Major: Well, I suggest a vigorous chest massage, and if that doesn't work, uh, mouth-to-mouth.
Sergeant Hayley: [enthusiastically] Yes, sir! [bends to the task]
Major: [the Major pulls him to his feet] Sergeant, I won't have one of my men doing anything I wouldn't be prepared to do myself.
Sergeant Hayley: [disappointed] Yeah, but, sir!
Major: Get an ambulance. All right, men. Gather around. About face!
If and when rescue breathing becomes a thing of the past, where does that leave all the screenwriters in need of a sure-fire gag? I suppose they still have the rest of CPR to draw from. After all, there’s still plenty of drama in chest compressions and defibrillation (that alone was the central plot line of the 1990 movie “Flatliners”).

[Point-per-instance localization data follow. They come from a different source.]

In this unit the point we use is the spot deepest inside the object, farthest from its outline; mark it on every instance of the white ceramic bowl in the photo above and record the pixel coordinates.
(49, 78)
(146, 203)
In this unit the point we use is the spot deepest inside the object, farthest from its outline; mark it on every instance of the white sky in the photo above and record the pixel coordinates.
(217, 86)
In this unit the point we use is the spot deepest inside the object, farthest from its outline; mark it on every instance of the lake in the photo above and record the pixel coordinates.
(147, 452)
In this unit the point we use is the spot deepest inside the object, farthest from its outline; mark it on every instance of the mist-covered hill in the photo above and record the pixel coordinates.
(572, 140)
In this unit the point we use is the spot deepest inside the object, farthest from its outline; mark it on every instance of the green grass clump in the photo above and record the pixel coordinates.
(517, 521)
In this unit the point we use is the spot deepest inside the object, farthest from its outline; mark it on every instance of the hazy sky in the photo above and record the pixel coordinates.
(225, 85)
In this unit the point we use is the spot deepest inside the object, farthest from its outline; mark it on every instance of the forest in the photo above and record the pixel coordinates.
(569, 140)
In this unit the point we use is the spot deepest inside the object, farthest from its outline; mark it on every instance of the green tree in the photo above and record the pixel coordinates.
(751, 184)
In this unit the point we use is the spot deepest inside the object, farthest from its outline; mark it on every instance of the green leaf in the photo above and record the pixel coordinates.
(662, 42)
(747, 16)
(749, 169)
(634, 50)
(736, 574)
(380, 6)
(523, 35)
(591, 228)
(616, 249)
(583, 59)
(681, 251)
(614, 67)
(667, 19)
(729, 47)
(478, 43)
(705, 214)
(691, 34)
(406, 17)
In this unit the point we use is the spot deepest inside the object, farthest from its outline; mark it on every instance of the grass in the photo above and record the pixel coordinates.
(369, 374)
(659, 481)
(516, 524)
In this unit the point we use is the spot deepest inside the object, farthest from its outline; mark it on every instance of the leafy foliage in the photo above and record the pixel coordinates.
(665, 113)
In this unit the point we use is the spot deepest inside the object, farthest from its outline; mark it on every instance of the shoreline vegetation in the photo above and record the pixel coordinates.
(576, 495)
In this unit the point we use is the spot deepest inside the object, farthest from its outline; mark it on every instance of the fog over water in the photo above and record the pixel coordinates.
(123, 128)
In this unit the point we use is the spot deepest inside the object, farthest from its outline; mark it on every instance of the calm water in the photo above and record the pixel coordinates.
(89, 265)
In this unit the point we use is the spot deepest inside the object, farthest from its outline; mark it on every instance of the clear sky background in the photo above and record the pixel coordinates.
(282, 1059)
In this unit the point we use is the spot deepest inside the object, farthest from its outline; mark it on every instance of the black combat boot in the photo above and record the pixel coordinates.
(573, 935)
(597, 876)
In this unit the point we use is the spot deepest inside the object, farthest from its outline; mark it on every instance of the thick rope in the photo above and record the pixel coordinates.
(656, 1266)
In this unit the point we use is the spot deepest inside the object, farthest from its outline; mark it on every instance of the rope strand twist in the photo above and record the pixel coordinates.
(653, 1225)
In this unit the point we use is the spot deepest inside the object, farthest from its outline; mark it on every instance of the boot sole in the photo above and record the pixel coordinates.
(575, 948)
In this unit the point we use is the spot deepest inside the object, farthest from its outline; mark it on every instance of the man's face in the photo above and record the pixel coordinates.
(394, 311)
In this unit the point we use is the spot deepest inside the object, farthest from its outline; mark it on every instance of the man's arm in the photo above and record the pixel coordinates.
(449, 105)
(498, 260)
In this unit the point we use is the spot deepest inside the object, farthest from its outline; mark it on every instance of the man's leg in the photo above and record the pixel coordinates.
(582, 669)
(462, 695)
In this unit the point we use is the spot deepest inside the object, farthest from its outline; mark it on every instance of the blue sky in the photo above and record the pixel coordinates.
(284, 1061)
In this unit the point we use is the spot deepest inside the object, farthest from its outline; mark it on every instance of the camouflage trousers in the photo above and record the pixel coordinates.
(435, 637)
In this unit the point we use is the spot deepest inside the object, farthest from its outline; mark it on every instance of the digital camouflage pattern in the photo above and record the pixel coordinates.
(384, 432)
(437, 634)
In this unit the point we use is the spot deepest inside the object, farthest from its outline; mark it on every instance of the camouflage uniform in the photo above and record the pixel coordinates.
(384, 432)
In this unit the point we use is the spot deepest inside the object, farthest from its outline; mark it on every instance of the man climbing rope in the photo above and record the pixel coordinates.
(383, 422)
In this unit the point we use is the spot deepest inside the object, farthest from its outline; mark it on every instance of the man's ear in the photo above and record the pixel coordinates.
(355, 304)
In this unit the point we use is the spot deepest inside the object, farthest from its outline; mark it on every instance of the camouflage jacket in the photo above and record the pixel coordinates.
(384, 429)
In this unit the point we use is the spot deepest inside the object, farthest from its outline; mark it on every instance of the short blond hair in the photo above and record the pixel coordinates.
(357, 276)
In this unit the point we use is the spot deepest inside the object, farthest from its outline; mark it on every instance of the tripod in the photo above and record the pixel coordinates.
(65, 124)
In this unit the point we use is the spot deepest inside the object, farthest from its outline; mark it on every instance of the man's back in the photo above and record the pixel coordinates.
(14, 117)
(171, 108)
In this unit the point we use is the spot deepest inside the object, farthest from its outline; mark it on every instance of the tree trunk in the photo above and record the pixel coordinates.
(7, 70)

Not that Hollywood’s depiction of CPR is in any way helpful, mind you. It’s likely that the public’s overly optimistic belief in the success of cardiac resuscitation stems from being inundated with movies and TV episodes where seemingly dead victims spring back to life after a few chest compressions. A few years ago the New England Journal of Medicine published a study comparing the success of CPR in the real world to the fictionalized version on TV. Not surprisingly, victims of cardiac arrest on shows like “ER” faired much better than we see in the community (75% of fictional patients enjoyed immediate recovery, while the actual rate meaningful survival is typically well below 30%). The authors of the study maintain this discrepancy is harmful and leads to unrealistic expectations:
“In a subtle way, the misrepresentation of CPR on television shows undermines trust in data and fosters trust in miracles. . . . We should clarify misperceptions, provide actual data on outcomes, and address specifically the differences between CPR as seen on television and CPR as it is experienced by real patients.”
This newest article that casts doubt on the utility of mouth-to-mouth is a breath of fresh air into a subject that is steeped in history, misinformation, and pop culture. Hopefully there will soon be new guidelines that reflect this information and improve the application of CPR in the community. At that point the only group to suffer from this will be the Hollywood screenwriters; but, to paraphrase Humphrey Bogart, we’ll always have amnesia.